Hey, guys! The next chapter of Greenhaven Academy will be out soon. For now, enjoy this short I wrote for a vocab assignment in eighth grade - I don't even know why I still have this - featuring some of my O.C.s from my other story (which I will rewrite and finish once Greenhaven Academy is done), Stuck in the Middle.


I slouched in my chair, bored out of my mind as my social studies teacher talked about the Constitutional Convention.

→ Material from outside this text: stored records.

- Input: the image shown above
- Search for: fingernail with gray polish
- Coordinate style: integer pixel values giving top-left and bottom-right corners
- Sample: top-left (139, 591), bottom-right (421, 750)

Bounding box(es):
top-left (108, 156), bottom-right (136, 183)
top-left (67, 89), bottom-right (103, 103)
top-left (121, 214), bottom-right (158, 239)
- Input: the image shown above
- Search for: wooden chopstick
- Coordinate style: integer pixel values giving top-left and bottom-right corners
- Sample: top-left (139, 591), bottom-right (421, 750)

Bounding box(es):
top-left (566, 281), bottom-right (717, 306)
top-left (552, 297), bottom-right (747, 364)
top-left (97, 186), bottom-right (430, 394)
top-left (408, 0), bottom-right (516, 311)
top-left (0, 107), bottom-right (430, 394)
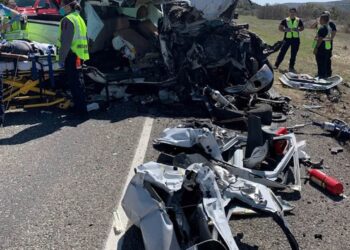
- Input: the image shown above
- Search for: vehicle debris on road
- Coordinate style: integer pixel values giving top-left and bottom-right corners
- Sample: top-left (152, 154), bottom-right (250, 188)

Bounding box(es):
top-left (280, 72), bottom-right (343, 91)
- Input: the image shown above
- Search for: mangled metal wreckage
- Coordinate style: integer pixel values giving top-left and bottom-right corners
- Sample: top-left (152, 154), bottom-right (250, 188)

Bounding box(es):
top-left (122, 116), bottom-right (308, 250)
top-left (88, 0), bottom-right (281, 119)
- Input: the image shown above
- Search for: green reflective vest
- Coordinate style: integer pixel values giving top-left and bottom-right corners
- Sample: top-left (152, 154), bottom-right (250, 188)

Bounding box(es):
top-left (3, 17), bottom-right (28, 41)
top-left (57, 12), bottom-right (90, 61)
top-left (286, 17), bottom-right (300, 38)
top-left (312, 24), bottom-right (332, 50)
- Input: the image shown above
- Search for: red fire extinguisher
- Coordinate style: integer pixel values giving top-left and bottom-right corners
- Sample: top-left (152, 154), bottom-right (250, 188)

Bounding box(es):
top-left (308, 169), bottom-right (344, 195)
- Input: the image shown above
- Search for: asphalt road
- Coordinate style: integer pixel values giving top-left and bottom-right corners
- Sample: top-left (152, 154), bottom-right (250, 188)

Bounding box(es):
top-left (0, 100), bottom-right (350, 250)
top-left (0, 104), bottom-right (144, 249)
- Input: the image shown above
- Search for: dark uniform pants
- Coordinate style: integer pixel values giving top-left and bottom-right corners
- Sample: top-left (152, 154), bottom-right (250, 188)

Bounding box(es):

"…Came up with the Virginia Plan…" When I heard the word "Virginia", I thought of a friend from camp who lives in Virginia. That reminded me of Carolina, the girl who liked to annoy him, nonchalantly call him Lindsay Lohan, which really got him mad. The words "Lindsay Lohan" reminded me that the 10th anniversary of Mean Girls was the previous week, and that it was Wednesday. I then realized that I was wearing pink. It also reminded me that my gay best friend was probably sassing his way through class right now, not even caring about everyone else. The word caring brought me back to reality, as I saw my teacher glaring at me.

Whoops.

I am the least scatterbrained individual I know, I thought sarcastically.

BRRRRINNNG. The annoyingly bell rang loud enough for me to swear that it was in my ear.

"Hey, Liz!" I heard my friend, Jane, yell.

"Hey, girl! What's up?" I asked, the way that most "normal" (The correct word is actually "annoying".) people do.

"Math is so boring. I don't understand any of it!"

"A journey of a thousand miles must begin with a single step," I sagely responded.

"What?" my confused best friend asked.

"Do your homework, then study. Take it one step at a time so you don't fail."

How do I do that?"

"Well, first you actually take your math binder out of your backpack." I know that she doesn't do any of her homework. She thinks none of us know, but we all know.

"Ok, but-"

"I'll help you study." I offered.

"But I don't want to." She whined.

I knew what I had to do.

"I'll bring candy."

"DEAL!"


The camp thing is actually true. That kid was like freaking Hawkeye, I swear. She would call him Lindsey Lohan just to upset him, so on her last day, he dumped an ice pop on her head.